Running sudo Over SSH

ssh host sudo <command> fails with sudo: a password is required and exits, even when the account has a valid password. No prompt appears.

sudo reads passwords directly from a terminal so the password never passes through a shell pipeline. A non-interactive SSH session (ssh host <command>) does not allocate a pseudo-terminal on the remote side, so sudo has nowhere to prompt and bails out.

Terminal window
ssh -t remotemac sudo chown -R remotemac /usr/local/Homebrew

-t allocates a pseudo-terminal on the remote side. sudo prompts, password is entered, command runs.

Terminal window
ssh remotemac
sudo chown -R remotemac /usr/local/Homebrew
exit

An interactive ssh session always has a TTY. Use this when more than one sudo command is needed, or when follow-up commands are likely.

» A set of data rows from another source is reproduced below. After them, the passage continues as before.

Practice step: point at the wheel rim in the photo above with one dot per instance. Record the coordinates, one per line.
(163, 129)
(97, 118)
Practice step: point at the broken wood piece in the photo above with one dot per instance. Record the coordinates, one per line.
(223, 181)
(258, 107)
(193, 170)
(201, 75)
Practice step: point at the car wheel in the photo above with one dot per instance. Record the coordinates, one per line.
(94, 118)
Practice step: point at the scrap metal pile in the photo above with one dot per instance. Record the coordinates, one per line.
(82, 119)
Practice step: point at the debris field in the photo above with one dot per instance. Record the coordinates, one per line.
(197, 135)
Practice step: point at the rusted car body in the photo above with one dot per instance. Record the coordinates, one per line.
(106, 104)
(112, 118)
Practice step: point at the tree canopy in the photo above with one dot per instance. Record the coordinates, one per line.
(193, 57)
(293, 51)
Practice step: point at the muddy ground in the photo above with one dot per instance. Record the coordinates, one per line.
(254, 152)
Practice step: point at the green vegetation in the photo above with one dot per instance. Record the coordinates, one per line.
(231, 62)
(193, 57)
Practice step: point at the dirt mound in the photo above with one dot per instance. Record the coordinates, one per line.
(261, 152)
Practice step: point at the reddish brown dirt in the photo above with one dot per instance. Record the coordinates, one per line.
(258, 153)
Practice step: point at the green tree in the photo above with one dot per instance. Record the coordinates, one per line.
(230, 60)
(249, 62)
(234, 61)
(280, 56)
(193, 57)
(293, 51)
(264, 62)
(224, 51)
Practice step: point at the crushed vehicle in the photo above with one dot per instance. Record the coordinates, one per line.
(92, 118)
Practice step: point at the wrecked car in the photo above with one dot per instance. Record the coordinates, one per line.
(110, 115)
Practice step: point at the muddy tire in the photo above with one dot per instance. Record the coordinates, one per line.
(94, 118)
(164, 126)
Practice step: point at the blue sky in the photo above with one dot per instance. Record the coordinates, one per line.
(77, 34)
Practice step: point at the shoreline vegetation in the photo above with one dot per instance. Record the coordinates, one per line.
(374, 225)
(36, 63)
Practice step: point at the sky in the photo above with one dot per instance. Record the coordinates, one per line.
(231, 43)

  • -t makes the remote side think it has a terminal, which can switch tools to interactive/colored output and break piping. Use -tt to force, or drop -t when capturing output.
  • If sudo has a cached credential from a recent earlier sudo on the same host, no prompt appears — the command just runs.
  • NOPASSWD in /etc/sudoers bypasses this entirely. Check with ssh host 'sudo -n true 2>&1' — silent success means passwordless sudo is configured.